If you do want to configure Lightweight Security Plugins via Admin Console, modify Admin Console’s underlying configuration files. For details, see RTI Administration Console and the Lightweight Security Plugins

16.2. The Lightweight Security Plugins vs HMAC-Only Mode

The Lightweight Security Plugins offer a functionality similar to the <<deprecated>> HMAC-Only mode (see RTPS-HMAC-Only Mode). However, there are some limitations of the HMAC-Only mode:

  • HMAC-Only is not effective at protecting participant discovery metadata.

  • The HMAC-Only mode does not protect confidentiality of the RTPS messages.

  • The HMAC-Only mode is part of the full nddssecurity library. On the other hand, the size of the Lightweight Security Plugins library is smaller because it only contains the pre-shared key functionality.

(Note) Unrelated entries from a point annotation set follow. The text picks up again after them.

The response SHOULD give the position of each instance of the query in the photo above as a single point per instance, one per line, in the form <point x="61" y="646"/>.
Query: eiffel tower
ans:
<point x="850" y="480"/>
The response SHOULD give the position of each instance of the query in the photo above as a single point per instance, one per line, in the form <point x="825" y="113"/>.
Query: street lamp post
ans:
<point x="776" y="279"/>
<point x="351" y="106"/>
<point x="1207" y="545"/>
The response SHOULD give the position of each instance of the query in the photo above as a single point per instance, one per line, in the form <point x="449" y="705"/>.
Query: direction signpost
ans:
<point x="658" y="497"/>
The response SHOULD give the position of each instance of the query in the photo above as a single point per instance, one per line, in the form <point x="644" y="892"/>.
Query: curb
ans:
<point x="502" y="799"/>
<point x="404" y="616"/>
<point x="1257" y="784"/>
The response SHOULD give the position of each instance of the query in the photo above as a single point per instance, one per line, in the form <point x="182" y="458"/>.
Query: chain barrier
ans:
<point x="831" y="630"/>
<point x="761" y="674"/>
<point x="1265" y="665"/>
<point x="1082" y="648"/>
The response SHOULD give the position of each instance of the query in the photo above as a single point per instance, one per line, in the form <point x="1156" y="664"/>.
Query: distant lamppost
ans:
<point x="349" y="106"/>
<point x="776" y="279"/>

  • The HMAC-Only mode does not interoperate with Security Plugins not running under HMAC-Only mode. Lightweight Security Plugins can interoperate with Security Plugins under certain configurations, see Lightweight Security Plugins and Security Plugins Interoperability.

As a consequence, the HMAC-Only mode is deprecated by the Lightweight Security Plugins.

Note

1(1,2,3,4,5,6)

Prefix the property name with com.rti.serv.secure.. This assumes you used com.rti.serv.secure as the alias to load the plugin. If not, change the prefix to match the string used with com.rti.serv.load_plugins, followed by the . character.